UDOH opens new COVID-19 monoclonal antibody therapy facility
Sep 22, 2021, 10:34 PM | Updated: 10:52 pm
MURRAY, Utah — The Utah Department of Health opened a new monoclonal antibody therapy facility in hopes of treating the most vulnerable patients who have recently tested positive for the virus to prevent hospitalizations.
The facility is located in the parking lot of the Intermountain Employee Services Building at 5245 S College Dr. in Murray.

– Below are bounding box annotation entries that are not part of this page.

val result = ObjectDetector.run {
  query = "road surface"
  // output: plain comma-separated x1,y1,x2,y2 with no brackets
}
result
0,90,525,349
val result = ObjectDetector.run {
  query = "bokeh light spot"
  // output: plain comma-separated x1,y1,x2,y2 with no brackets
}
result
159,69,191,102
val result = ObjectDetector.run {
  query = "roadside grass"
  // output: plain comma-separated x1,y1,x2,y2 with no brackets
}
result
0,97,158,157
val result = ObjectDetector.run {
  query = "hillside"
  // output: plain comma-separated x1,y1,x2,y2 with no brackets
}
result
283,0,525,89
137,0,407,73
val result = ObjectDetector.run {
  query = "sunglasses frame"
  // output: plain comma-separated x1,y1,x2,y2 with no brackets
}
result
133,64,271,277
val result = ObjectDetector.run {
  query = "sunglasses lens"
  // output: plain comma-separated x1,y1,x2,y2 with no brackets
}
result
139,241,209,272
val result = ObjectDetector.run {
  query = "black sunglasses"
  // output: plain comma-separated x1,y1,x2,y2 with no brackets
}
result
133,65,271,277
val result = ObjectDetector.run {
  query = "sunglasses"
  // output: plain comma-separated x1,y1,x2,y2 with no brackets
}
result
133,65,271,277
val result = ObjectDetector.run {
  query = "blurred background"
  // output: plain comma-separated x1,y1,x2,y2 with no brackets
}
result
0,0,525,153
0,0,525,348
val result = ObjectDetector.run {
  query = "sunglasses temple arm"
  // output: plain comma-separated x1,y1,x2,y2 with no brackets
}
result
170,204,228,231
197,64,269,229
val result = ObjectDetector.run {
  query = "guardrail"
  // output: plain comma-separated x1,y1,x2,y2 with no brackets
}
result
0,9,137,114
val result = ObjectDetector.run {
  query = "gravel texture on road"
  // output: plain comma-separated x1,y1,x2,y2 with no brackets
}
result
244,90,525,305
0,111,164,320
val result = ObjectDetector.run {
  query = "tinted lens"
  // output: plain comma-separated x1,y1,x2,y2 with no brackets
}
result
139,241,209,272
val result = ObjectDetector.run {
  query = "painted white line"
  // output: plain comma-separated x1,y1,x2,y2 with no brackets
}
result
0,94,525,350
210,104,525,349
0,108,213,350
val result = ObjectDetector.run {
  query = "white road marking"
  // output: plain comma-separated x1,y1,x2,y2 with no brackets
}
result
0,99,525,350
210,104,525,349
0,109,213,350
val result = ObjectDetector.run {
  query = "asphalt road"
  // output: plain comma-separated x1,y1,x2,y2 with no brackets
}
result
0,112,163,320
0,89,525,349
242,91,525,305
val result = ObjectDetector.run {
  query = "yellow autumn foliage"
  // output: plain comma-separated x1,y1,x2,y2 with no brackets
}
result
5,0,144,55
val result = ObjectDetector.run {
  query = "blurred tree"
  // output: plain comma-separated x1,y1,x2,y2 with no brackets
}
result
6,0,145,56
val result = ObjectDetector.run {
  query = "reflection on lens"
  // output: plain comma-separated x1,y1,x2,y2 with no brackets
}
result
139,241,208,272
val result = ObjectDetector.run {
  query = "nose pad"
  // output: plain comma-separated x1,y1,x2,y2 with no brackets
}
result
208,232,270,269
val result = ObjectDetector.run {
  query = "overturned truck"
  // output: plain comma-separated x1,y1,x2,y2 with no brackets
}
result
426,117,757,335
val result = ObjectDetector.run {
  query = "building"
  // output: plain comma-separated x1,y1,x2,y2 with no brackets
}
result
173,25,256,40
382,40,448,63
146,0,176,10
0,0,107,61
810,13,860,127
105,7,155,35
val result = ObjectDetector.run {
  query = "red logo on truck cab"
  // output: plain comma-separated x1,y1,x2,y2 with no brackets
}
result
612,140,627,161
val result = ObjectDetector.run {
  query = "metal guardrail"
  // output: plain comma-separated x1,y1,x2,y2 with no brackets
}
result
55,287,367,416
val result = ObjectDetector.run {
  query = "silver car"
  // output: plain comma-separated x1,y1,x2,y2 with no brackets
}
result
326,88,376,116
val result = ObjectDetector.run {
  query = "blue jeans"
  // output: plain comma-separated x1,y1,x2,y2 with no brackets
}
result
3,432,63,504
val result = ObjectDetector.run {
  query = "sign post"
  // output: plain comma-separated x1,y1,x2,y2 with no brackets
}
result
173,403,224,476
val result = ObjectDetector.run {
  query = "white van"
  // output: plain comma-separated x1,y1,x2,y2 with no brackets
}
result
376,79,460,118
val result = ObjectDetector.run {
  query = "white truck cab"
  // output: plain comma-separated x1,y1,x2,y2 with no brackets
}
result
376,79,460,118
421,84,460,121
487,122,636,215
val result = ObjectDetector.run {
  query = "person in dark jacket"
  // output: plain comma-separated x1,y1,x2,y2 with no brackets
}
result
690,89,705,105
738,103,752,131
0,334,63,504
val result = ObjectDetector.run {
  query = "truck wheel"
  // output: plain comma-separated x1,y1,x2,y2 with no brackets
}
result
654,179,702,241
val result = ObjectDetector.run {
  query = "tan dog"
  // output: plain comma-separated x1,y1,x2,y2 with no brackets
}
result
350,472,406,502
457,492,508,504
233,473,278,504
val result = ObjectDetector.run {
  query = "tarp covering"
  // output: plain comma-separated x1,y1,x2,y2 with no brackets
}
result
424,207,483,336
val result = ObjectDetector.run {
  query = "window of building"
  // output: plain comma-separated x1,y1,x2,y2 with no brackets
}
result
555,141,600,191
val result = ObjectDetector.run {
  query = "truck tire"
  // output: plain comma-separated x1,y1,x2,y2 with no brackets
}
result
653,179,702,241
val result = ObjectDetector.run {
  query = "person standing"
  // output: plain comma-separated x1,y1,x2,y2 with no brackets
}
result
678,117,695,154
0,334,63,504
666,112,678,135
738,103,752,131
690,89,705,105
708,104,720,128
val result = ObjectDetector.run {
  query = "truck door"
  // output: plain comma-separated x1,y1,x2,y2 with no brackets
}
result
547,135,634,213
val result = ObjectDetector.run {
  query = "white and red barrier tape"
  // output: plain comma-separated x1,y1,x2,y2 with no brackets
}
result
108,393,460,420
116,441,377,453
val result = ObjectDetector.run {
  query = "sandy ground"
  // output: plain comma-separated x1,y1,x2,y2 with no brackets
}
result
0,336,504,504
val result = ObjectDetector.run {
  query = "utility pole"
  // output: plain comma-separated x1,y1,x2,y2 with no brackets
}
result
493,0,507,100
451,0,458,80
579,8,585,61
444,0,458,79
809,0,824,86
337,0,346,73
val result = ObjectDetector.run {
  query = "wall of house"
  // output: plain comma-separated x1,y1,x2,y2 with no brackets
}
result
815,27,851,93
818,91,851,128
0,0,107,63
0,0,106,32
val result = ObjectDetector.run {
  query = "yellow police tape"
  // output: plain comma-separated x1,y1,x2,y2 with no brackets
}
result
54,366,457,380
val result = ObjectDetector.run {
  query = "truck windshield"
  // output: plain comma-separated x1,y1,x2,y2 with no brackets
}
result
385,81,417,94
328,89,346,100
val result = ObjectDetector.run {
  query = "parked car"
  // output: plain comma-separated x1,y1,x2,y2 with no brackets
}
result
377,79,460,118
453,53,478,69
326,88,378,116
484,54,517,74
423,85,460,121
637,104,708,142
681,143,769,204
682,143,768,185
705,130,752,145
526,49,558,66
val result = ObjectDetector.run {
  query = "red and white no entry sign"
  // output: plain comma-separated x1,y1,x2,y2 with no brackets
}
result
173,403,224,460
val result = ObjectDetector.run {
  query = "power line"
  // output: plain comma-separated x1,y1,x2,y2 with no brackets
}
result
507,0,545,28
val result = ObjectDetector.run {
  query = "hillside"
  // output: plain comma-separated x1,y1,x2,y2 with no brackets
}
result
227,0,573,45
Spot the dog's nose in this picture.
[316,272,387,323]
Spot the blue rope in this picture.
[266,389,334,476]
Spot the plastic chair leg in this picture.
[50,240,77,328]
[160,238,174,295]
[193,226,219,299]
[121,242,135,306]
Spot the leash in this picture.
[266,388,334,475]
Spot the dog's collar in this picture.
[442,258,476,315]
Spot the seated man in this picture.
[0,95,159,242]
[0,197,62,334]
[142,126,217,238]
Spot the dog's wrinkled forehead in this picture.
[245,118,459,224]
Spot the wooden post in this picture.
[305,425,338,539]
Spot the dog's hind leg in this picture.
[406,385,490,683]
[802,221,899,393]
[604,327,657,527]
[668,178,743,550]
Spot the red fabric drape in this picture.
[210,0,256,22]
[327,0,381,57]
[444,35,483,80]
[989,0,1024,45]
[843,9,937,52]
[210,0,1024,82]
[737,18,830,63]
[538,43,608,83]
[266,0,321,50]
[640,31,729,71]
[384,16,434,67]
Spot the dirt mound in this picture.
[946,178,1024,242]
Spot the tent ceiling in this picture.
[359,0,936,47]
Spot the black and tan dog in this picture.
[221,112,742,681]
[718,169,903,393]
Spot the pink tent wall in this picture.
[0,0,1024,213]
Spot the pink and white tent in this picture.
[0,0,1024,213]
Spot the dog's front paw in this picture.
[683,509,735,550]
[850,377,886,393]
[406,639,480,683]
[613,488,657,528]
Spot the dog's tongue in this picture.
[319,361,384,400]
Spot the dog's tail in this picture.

The health department says since November 2020 approximately 7,100 Utahns have received monoclonal antibody infusions, preventing an estimated 900 hospitalizations.
Sheri and Phil Cox, both in their mid-60s, received the treatment in January before it was well-known. They believe it prevented them from ending up in the hospital.
“I think it probably saved my wife’s life and kept me from getting real sick,” Phil Cox said. “We went to where the people go to get cancer infusion… they cleared out a room for us with the big TV on and we sat with IVs in our arms for about two hours and a half hours.”
“It probably saved my wife’s life and kept me from getting real sick.”
So far 7K Utahns received monoclonal antibody infusions, preventing around 900 hospitalizations.
At 10:00, hear from a couple who received the treatment plus the new facility making it more accessible @KSL5TV pic.twitter.com/8D4CpLcT8m— Ashley Moser (@AshleyMoser) September 23, 2021
The treatment is administered through intravenous within 7 days of symptoms. It is patterned after the body‘s natural response to the virus and designed to stick to and neutralize it.
An intermountian study on the treatment found that of the 600 patients who were given the drug, 57% were less likely to need hospitalization.
That is promising news to Senate President Stuart Adams. He hoped by opening up a facility for the therapy, and others like it across the state, will make the treatment more accessible, something the state has been working on.
“As we see the hospitalization rates increase and we see the fatalities increase this could be the answer,” Adams said. “We saw that the hospitals can do the infusions but they didn’t know who actually qualified for the treatments. We talked to the health department and they were doing contact tracing and they knew who qualified but couldn’t do the infusions so we married the two together.”
The Murray facility can treat up to 50 patients a day. The state department of health is saving this treatment for the most vulnerable patients who test positive for COVID-19.